1. Мне был передан новый вариант Ваших тезисов о природе искусства (вместе с Вашим письмом от 29.12.64). Спасибо. Первые 10 из этих 15 тезисов составили текст, озаглавленный «Тем же о том же», направленный В. В. Иванову, М. К. Поливанову и мне год назад, так что эти 10 тезисов нам известны. Что касается последних 5 тезисов, то они новы для меня и, по-видимому, для моих друзей, которых я еще не сумел с ними ознакомить. <…>
2. Ваш основной тезис “о существовании, хотя бы в тенденции, своеобразной области нормативных оценок, и не познавательных, и не моральных” не вызывает возражений, почему этот вопрос и не затрагивался в тексте «К искусству семиотики». Однако мне, по крайней мере, решение не представляется окончательным как в части формулировок (что, например, означает в точности “свободное принятие”?), так и в части рационалистического (кибернетического, биологического, если угодно) объяснения (на дарвиновском уровне) наличия этих оценок у определенной группы организованных систем. Рискуя заслужить упрек в тупоумии, признаюсь, что не очень понял место о “стихийном возникновении” этих оценок. По-прежнему не вполне ясно, почему — не прибегая к гипотезе «Единого управления» — нельзя считать знаковой системой если не все искусство, то значительные его «разделы» (школы, эпохи, жанры — но не только отдельные произведения; ведь если стихотворения в прозе Тургенева суть знаковые системы, то русский язык, на котором они написаны — уж во всяком случае знаковая система). Впрочем, все эти вопросы и стоило бы отложить до предлагаемой встречи.

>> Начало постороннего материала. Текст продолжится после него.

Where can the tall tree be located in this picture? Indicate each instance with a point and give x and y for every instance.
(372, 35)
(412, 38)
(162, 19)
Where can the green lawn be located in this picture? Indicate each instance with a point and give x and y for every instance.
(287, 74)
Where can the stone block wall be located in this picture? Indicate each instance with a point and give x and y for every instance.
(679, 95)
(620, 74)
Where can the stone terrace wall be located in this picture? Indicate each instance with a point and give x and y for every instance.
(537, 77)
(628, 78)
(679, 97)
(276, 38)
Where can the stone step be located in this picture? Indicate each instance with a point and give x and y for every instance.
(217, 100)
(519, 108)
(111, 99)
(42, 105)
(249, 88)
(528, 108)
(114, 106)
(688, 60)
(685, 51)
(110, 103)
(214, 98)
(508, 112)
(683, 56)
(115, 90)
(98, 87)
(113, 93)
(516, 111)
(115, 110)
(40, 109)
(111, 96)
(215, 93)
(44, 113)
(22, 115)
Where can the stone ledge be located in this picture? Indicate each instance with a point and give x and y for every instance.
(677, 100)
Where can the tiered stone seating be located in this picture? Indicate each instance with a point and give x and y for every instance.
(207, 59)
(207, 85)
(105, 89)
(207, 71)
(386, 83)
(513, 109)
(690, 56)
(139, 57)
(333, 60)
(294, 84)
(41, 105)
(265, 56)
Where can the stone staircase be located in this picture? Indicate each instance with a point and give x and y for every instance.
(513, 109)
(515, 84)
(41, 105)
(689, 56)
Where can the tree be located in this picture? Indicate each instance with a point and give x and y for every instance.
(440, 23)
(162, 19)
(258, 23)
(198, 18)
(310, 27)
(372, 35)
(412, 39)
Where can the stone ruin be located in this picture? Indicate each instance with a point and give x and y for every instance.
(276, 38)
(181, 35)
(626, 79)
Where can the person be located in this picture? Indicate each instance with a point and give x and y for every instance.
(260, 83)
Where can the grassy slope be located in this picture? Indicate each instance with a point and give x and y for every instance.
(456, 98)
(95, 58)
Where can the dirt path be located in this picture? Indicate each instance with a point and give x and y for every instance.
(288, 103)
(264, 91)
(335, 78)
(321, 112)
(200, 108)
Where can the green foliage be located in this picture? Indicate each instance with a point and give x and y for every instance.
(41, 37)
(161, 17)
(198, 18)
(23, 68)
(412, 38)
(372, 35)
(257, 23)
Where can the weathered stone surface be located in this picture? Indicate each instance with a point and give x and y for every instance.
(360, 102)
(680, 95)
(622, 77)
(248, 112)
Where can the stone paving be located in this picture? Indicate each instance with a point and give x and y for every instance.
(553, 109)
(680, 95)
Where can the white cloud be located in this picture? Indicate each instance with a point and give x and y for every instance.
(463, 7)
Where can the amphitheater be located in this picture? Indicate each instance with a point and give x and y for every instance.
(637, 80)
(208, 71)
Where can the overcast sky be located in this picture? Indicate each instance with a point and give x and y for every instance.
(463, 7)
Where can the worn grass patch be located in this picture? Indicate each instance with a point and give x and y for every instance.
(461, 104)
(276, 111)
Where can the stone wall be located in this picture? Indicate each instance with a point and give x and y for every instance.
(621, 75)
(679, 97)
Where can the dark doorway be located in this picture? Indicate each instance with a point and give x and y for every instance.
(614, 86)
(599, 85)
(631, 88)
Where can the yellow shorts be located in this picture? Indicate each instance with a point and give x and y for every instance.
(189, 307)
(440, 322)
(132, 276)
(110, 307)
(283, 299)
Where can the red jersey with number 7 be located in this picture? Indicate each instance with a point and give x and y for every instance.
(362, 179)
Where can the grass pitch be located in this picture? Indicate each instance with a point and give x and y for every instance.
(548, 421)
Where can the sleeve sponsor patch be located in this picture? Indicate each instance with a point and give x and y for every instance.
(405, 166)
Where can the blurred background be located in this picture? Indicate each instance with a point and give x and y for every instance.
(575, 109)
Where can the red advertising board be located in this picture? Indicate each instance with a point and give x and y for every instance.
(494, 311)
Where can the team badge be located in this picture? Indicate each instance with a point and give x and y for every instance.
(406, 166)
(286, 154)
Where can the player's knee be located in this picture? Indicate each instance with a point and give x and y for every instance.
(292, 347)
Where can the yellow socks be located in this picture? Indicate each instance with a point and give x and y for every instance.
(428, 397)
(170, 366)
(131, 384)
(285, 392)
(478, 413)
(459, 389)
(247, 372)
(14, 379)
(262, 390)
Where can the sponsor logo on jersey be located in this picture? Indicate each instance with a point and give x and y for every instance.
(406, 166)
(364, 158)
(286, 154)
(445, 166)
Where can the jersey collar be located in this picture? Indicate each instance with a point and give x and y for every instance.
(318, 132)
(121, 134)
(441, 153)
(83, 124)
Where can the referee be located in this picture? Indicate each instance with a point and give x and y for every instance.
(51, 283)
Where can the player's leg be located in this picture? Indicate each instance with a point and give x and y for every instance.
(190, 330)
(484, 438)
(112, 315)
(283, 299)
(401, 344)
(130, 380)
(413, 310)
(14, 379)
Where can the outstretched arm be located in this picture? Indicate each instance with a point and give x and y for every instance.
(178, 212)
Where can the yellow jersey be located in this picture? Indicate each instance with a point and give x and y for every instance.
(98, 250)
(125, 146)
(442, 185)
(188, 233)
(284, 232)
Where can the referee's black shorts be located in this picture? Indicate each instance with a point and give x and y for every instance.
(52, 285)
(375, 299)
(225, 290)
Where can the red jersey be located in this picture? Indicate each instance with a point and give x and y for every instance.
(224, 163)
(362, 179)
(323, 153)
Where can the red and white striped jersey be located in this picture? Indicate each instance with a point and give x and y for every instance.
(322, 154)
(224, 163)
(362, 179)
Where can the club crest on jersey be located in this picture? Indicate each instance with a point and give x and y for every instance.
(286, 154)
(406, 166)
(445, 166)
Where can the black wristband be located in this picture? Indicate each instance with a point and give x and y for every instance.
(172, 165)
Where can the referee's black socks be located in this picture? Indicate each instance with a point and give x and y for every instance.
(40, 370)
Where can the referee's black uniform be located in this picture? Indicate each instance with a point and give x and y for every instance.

3. Экземпляр Вашего более раннего текста «К семиотике искусства», хранившийся у В. В. Иванова, забран мною у него и, во исполнение Вашего желания, прилагается. <…>
4. Мои комплименты Вам действительно традиционны; я открыто признаю, что источник идеи (Вы) служит для меня немаловажным критерием ее значимости и верности. Боюсь, однако, что это никак не связано со званием академика. (Не Гёте ли всерьез считал себя тайным советником Веймарского герцогства?) Вместе с тем, действительно, содержание предлагаемой Вами программы является для меня откровенно второстепенным по сравнению с существенностью того, что ее руководителем и участником будет А. Н. Колмогоров.